I think there's an opportunity here for small businesses who typically don't have a lot of people managing them.
I run a resturaunt. Resturaunt software (POS, scheduling, table reservations) has many saas solutions, but I've personally seen these problems:
- POS requires cellular for some legal reason, but celluar connection is poor inside a mall
- Power goes out, backup services bring cell networks & fiber back online but not in a uniform manner so service is slow and the Saas times out too quickly to be used
- 2 factor auth won't work because cell systems are degraded
And in all these cases, there wasn't a good reason for the software to be fully online. The usage was by 1 or 2 managers and they all shared the same computer located inside the business.
How are you going to do table reservations and accept payments without being online? Yes I know it’s technically possible to accept credit cards offline. But no one does that anymore.

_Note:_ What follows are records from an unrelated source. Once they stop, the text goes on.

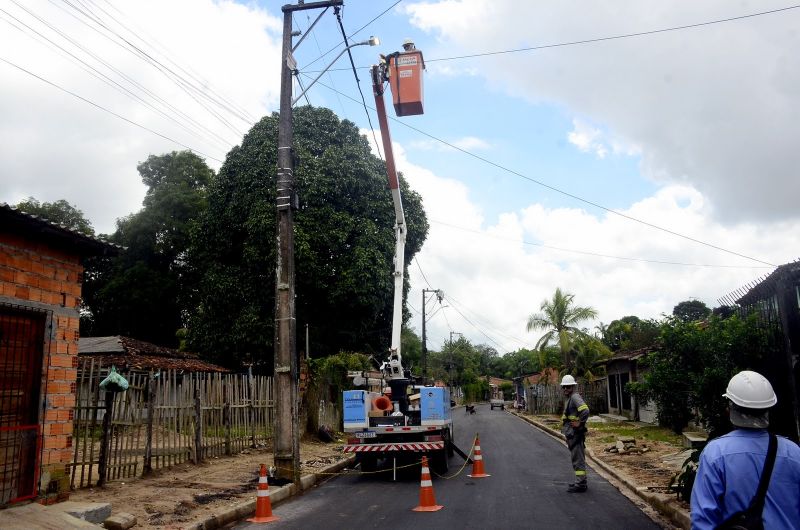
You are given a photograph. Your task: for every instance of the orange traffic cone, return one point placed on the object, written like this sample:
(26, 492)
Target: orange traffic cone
(427, 502)
(263, 505)
(477, 461)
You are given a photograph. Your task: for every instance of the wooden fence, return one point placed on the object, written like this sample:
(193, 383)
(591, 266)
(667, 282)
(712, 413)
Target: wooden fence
(164, 419)
(549, 399)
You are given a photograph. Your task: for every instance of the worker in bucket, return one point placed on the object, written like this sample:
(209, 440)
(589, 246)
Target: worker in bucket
(576, 412)
(732, 465)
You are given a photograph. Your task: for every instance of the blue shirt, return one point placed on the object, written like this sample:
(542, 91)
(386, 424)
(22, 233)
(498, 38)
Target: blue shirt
(727, 480)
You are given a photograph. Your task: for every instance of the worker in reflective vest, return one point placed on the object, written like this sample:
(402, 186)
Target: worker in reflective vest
(576, 412)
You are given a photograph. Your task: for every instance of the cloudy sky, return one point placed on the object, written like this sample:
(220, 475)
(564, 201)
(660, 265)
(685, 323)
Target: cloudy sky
(635, 154)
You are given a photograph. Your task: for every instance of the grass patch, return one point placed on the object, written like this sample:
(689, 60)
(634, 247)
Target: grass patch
(609, 432)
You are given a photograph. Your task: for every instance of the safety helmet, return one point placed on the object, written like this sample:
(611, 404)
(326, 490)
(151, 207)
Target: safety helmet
(750, 390)
(568, 380)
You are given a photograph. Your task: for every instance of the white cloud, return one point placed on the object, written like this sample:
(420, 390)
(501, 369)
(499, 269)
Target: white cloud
(468, 143)
(591, 139)
(495, 275)
(714, 106)
(55, 146)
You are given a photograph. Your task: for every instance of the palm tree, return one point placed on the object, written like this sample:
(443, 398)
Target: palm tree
(559, 320)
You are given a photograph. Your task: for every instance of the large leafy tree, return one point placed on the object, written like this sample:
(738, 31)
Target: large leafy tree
(691, 367)
(629, 333)
(146, 292)
(559, 319)
(691, 310)
(59, 212)
(344, 244)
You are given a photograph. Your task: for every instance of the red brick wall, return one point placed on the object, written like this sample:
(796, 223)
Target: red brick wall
(35, 275)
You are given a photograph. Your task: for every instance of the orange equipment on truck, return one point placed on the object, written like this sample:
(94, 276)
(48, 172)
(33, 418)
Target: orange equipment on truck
(412, 419)
(404, 72)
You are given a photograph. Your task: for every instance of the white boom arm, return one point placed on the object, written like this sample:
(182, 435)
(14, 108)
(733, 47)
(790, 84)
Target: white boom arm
(395, 367)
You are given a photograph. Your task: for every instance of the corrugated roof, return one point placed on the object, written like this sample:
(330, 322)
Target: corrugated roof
(141, 355)
(14, 218)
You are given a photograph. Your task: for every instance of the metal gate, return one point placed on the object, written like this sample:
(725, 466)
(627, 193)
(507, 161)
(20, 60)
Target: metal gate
(21, 352)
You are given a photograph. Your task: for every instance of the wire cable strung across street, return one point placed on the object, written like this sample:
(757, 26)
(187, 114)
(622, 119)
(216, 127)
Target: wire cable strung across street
(566, 193)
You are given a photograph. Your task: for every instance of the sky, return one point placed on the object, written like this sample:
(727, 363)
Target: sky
(634, 154)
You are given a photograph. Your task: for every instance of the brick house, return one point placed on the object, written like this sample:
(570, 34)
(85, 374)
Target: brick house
(41, 270)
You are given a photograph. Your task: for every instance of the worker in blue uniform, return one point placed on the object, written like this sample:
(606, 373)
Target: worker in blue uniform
(731, 465)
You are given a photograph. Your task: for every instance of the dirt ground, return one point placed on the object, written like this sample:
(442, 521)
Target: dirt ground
(652, 469)
(187, 493)
(177, 497)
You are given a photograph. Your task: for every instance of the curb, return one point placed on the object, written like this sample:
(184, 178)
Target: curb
(244, 509)
(665, 507)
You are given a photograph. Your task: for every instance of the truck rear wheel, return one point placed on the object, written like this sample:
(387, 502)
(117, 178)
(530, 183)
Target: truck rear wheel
(367, 463)
(439, 462)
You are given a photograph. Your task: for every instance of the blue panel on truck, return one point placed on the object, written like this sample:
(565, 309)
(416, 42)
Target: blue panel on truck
(434, 403)
(355, 410)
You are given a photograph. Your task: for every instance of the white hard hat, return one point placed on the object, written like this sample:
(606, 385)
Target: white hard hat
(568, 380)
(750, 390)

I think that there's a large market of business (cardinality, not revenue) that run off a single computer today. Meaning the business owner leverages some fractional accounting, ops, fulfillment support, but do the books, payroll, buy things for the business themselves.
Yes, they connect through a browser to cloud software.
I recognize when you're large enough to have operations, accounting, etc. and see the value of SSO, in those contexts.
Would you like to sell to those companies or provide customer support?
I'm not clear of you're saying to sell the product to the company or sell my company to a larger company.
My preference would likely be to make the quickest buck and move on as I can/will be disrupted by someone who wants to charge less. It's a race to the bottom so try to get out at some local minimum.
Selling one offs to independent low margin businesses wouldn’t be the way to make a quick buck. The sales process is going to be expensive, they aren’t going to be willing to pay a lot and they aren’t going to be harder to support.